Non, car son langage est resté policé. Dickens n’est pas Mark Twain. Il n’a pas essayé de renouveler le langage. Il reprend l’argot des voleurs dans Olivier Twist par exemple, mais ça reste tout à fait encadré, ça ne contamine pas la narration. Il n’y a donc pas de raison de rejeter l’écriture de Dickens en son temps. Il a toujours respecté les codes bien qu’il cultive une certaine liberté dans l’invention verbale : Dickens invente des mots, il transforme des substantifs en verbes, il y a une prolifération du langage qui le rend très intéressant. Ceci dit, il n’y a rien qui puisse choquer le lecteur dans l’écriture même.
Chez Dickens, les adultes sont souvent dépeints sous les traits de l’ange (M. Brownlow dans Oliver Twist, Peggotty dans David Copperfield) ou du démon (M. Murdstone dans David Copperfield, Fagin dans Oliver Twist). Il existe assez peu de figures intermédiaires d’un point de vue moral. Pensez-vous que cela puisse s’expliquer par l’influence des contes de fées sur l’art de Dickens ?

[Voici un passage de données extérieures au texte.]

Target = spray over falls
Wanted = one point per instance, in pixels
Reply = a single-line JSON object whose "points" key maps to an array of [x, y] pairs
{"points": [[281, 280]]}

Dickens a beaucoup lu les contes de fées, il les aimait beaucoup. Il y a trois composantes dans l’œuvre de Dickens : le réalisme, l’humour – Dickens faisait rire ses lecteurs – mais aussi le pathos – il les faisait pleurer. C’est vrai que la pantomime – pièces de théâtre en mime souvent adaptées de contes de fées – était un genre très populaire en Angleterre au XIXe siècle. S’y mélangeaient, comme chez Dickens, le grotesque et le violent. La violence était banalisée puisque les personnages subissaient des coups terribles mais se relevaient tout de suite après. Cela dit, je pense que Dickens avait d’autres raisons de développer cette sorte de manichéisme. Le point de vue de l’enfant est nécessairement moins nuancé que celui d’un adulte. Lorsqu’on est enfant, on a des réactions extrêmes. On adore ou on déteste. Mais la nuance existe tout de même chez Dickens. Fagin, Juif caricatural et méchant emblématique qui utilise les enfants pour en faire des voleurs professionnels, a le droit, à la fin d’Oliver Twist, à un chapitre entier sur un mode introspectif la veille de son exécution. Dickens l’a jugé suffisamment intéressant pour révéler au lecteur ce qu’il y a « sous son crâne », peut-être parce que ce n’est pas un méchant explicite et parce qu’il dissimule le mal.
Par ailleurs, le monde semble s’acharner sur les enfants qui ne sont sauvés, en dernière instance, que par des apparitions quasi magiques – on pense à la tante Betsy dans David Copperfield ou à M. Brownlow dans Oliver Twist. Doit-on dès lors relativiser le « réalisme » de Dickens ? Ou, au contraire, voir dans ces personnages lumineux une entorse légère qui ne fait, en creux, que confirmer la noirceur du réel que nous livre l’écrivain ?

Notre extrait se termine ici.